Ehime Maru verdict: Justice comes first
We don't envy the duty of Adm. Thomas Fargo, commander of the Pacific Fleet, upon whom it falls to decide the next step in determining responsibility for the Feb. 9 sinking of the Ehime Maru, a Japanese training ship, with the loss of nine crew members.
A court of inquiry, conducted by three Navy admirals last month, turned over its recommendations and a 2,000-page report to Fargo last Friday.
The report, composed mostly of transcripts from the court of inquiry, is expected to chastise former USS Greeneville skipper Scott Waddle for allowing unqualified personnel at the Greeneville's sonar station, going to sea with broken sonar equipment and performing an inadequate periscope sweep before the collision.
It's now up to Fargo to decide what's next for Waddle and two other Greeneville officers. They could be ordered to face a court-martial, with the potential for a prison term as long as three years for each count of negligent homicide. More likely, according to some observers, is some form of non-judicial punishment that might include something short of imprisonment, such as discharge from the Navy, loss of pay or reprimand.

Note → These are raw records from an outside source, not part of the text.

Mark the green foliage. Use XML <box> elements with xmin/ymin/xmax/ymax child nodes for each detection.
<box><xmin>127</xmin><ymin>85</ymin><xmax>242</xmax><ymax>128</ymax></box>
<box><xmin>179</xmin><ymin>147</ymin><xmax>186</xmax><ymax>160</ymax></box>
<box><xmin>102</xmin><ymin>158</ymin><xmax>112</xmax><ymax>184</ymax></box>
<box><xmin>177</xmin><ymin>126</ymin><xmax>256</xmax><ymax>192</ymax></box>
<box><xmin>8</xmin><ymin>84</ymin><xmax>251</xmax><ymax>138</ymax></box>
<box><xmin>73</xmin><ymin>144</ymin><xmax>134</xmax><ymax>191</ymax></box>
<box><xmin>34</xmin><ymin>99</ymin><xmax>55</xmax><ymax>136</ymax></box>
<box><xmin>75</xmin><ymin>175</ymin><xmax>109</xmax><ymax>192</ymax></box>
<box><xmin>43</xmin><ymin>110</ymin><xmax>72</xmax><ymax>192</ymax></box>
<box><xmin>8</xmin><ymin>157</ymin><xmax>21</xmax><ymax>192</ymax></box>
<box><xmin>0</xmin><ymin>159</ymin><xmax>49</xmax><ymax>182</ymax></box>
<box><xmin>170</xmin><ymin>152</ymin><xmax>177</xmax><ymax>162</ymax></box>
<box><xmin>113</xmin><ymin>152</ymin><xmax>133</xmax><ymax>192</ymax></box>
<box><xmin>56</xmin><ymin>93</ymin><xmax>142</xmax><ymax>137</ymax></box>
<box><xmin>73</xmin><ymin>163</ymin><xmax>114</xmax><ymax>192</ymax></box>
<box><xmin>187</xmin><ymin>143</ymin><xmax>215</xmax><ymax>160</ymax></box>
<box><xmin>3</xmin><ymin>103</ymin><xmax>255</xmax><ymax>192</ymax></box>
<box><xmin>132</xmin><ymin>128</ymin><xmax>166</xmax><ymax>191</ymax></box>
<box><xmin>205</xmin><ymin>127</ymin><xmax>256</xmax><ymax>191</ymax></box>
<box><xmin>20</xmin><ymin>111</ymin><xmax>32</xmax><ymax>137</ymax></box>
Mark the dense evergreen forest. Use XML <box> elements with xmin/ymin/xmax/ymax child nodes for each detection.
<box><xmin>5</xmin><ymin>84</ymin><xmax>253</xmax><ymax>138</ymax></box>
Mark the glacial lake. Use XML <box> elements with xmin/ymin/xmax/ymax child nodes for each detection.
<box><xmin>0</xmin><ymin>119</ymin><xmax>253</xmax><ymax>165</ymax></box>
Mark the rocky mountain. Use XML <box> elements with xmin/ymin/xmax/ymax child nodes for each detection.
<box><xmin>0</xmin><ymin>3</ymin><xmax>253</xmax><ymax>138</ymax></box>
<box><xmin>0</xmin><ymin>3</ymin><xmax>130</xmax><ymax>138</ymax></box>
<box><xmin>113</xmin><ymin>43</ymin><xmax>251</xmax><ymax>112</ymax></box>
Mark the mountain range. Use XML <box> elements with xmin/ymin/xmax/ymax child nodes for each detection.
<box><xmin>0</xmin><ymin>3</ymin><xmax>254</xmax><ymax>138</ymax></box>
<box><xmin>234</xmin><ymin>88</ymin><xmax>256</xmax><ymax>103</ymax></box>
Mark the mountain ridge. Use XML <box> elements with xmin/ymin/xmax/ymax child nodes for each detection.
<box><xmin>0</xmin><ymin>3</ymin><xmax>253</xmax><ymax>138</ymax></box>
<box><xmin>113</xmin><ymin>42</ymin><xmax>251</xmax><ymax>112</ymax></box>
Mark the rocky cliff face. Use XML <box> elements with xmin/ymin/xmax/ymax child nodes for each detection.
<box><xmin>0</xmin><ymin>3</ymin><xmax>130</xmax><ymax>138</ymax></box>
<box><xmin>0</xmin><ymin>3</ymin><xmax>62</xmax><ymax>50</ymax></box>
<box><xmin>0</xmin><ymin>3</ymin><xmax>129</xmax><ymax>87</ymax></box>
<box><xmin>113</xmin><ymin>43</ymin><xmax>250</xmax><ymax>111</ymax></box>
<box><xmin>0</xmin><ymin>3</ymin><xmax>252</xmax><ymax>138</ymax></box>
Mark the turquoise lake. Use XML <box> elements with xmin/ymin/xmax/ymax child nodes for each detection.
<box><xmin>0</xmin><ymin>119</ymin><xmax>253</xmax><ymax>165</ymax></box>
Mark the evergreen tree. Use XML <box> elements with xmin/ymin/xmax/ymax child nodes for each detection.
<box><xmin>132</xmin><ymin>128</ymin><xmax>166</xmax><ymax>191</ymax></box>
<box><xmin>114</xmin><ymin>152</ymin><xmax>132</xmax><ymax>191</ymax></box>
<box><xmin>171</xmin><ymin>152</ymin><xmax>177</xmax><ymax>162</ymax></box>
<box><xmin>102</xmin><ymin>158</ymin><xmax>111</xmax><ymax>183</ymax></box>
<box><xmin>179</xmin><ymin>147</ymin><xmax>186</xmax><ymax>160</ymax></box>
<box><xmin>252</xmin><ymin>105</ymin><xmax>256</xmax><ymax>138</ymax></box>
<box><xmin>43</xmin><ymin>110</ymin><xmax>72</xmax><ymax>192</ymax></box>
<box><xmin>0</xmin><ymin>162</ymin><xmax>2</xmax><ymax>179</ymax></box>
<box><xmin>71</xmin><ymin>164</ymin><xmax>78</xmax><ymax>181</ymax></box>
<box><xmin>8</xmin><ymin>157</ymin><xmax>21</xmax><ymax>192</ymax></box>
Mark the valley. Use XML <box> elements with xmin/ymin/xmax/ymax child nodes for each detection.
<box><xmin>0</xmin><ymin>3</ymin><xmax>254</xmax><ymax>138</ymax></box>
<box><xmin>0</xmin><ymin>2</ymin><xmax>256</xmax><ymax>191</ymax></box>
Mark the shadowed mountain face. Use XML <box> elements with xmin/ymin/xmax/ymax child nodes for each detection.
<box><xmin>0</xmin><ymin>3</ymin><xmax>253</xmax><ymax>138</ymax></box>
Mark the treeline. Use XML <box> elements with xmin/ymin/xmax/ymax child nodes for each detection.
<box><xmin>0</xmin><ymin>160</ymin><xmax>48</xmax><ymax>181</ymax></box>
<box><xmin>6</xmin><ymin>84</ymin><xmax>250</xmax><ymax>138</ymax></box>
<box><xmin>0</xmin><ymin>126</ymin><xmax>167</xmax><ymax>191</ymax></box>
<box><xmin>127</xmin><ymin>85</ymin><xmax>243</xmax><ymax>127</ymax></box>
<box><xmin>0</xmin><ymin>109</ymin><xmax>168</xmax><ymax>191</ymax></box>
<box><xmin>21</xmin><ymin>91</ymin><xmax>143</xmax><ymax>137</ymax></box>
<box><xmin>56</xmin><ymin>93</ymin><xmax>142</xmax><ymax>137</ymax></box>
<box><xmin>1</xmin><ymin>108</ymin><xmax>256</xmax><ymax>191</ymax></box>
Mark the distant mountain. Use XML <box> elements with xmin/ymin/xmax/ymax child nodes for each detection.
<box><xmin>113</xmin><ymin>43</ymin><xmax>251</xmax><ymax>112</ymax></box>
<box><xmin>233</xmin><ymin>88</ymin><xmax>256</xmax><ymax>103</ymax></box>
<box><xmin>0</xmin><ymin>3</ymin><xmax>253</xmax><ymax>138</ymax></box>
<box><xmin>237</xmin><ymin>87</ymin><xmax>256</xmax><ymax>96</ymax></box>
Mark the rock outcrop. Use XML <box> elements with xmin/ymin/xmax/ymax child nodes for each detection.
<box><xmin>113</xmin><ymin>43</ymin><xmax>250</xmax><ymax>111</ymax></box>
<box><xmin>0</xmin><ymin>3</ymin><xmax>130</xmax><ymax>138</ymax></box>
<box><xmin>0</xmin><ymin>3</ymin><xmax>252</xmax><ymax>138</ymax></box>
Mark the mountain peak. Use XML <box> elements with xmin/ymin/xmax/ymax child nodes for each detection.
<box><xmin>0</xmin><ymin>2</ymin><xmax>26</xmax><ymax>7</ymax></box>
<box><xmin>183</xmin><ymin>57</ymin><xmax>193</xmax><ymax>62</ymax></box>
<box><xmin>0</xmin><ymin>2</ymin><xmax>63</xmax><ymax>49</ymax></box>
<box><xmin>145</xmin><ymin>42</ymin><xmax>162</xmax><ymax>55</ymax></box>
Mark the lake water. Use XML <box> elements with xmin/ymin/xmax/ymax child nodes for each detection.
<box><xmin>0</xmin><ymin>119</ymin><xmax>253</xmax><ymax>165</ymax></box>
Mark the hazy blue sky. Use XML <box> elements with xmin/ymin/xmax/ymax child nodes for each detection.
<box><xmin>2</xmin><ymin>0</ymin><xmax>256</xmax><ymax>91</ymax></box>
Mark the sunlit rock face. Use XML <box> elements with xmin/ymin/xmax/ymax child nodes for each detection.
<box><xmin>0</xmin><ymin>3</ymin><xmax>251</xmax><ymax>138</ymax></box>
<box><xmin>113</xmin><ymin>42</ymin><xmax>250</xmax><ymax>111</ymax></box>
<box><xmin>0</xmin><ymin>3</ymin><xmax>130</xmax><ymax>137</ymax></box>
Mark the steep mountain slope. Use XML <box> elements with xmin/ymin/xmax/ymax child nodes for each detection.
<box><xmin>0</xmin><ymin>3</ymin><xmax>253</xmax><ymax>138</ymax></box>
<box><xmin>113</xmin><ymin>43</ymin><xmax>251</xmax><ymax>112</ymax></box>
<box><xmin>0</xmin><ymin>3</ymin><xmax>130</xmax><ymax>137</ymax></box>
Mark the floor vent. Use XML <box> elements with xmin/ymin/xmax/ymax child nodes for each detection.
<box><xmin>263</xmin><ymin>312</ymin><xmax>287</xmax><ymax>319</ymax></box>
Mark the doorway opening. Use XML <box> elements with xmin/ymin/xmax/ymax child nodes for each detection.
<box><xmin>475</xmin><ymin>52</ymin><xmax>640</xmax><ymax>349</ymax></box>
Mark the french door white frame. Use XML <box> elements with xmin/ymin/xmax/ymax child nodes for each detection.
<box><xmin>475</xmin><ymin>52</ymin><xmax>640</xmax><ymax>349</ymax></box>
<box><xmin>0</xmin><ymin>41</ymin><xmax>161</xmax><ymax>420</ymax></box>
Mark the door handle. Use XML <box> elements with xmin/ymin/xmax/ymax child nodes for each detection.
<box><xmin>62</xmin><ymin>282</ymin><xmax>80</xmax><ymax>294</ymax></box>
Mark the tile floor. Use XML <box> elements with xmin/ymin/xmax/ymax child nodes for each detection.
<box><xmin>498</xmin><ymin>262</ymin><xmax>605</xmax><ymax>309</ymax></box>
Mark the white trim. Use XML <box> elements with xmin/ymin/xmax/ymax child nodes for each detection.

The basic distinction to be decided by Fargo is whether Waddle should face criminal charges. His job is made more difficult because he is not only expected to attempt to mete out justice in the narrowest sense, but much more broadly to consider ramifications such as this case's effect on Navy morale and on America's most important bilateral relationship that with Japan.
It is to be hoped, however, that justice will come first: that unhappiness in Japan, if that is what the final verdict produces, will become a diplomatic problem; that unhappiness among sailors will become a military priority.
Families of the Japanese victims are outraged at the possibility that Waddle might escape court-martial. This isn't simply because there's a clear sense in Japan that Waddle's behavior was criminal, per se. It occurs in part because of popular resentment in Japan over transgressions on Japanese soil by American servicemen such as the rape of a 12-year-old Okinawan girl and recent arson attacks on nightclubs, and also as a result of a profound distrust of military institutions generally since World War II.
But the conflict is also owing to a sharply different philosophy of responsibility in Japan.
In 1988, a Japanese submarine struck and sank a fishing boat in Tokyo Bay and sailors stood by while 30 passengers drowned. We haven't learned what the consequences were for that sub's skipper or crew, but the minister of defense was forced to step down.
It's clear that Waddle's career, once promising, is finished. What's a little harder to understand, from the American perspective, is that 13 years later, the same minister, Tsutomu Kawara, has worked his way back to head the defense ministry again.
Court-martial or not, that sort of redemption won't be possible for Waddle.